Data Lake Implementation using Microsoft Fabric
What is Microsoft Fabric?
Microsoft Fabric is an all-in-one analytics solution for enterprises that covers everything from data movement to data science, Real-Time Analytics, and business intelligence. It offers a comprehensive suite of services, including data lake, data engineering, and data integration, all in one place. There are several exciting capabilities that make working with Microsoft Fabric a thrilling experience, here are some:
- Complete Analytics Platform — We can perform almost all data-related tasks within a single platform.
- Lake-Centric and Open — All compute engines (Spark, T-SQL, KQL, Analysis Services) utilize a unified storage (Onelake) and standardized format (Delta-Parquet) for seamless integration.
- Reduced Data Movement — Data stored by one engine in Onelake is readily accessible by all other engines, eliminating the need for data movement.

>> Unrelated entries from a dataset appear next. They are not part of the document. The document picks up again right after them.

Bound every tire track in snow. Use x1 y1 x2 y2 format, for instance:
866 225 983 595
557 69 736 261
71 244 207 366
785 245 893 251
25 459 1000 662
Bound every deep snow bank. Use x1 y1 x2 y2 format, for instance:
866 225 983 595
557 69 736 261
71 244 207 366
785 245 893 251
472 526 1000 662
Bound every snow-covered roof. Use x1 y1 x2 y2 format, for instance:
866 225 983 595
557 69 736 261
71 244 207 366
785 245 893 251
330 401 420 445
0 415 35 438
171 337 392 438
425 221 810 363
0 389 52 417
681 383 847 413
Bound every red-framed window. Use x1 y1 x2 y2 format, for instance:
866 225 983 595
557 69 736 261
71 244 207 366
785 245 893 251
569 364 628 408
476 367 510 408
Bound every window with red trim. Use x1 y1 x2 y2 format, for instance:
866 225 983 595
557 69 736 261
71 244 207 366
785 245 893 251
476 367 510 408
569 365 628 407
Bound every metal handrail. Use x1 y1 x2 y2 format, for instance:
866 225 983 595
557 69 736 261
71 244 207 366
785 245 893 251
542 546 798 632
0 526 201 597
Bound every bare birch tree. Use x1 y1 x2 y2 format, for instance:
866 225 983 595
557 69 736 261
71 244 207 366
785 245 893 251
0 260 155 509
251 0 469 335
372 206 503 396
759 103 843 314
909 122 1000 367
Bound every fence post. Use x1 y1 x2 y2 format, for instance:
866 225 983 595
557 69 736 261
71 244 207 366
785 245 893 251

- DirectLake Mode — Leveraging Power BI reports in DirectLake mode allows for real-time querying of Lakehouse data, eliminating the need for frequent refreshes.
Data Lake Architecture
In this example, we will explore the comprehensive creation of Lakehouse and Datawarehouse using the medallion architecture. Alternatively, we can focus solely on constructing a Lakehouse, which incorporates diverse data layers aligned with the medallion architecture. Creation of Datawarehouse brings few advantage like multi-table-transaction, TSQL capability, Store Procedures support etc. Here is the decision guide Datawarehouse vs Lakehouse.
The video below showcases a comprehensive demonstration of the use cases that we are going to discuss in this blogpost.
In the upcoming section, we will thoroughly examine each layer and meticulously delve into data integration, data engineering, data visualization.
Components used.
Microsoft Fabric provides multiple components to build different data solutions. We are going to use few of them to implement the above data lake architecture.
Data Engineering ( spark notebook)— Data Engineering provides spark enabled compute which helps us to create Delta table, Lakehouse and complex transformation
Data Factory ( pipeline) — Orchestration tool.
Data Warehouse — It fully separates compute from storage, enabling independent scaling of both the components. Additionally, it natively stores data in the open Delta Lake format.
OneLake : OneLake is a single data lake which comes with one Fabric-teannt/ organization. The I/O operation is optimized when we work with OneLake and Fabric Engines since we bypass the network latency since its native storage for the compute engines.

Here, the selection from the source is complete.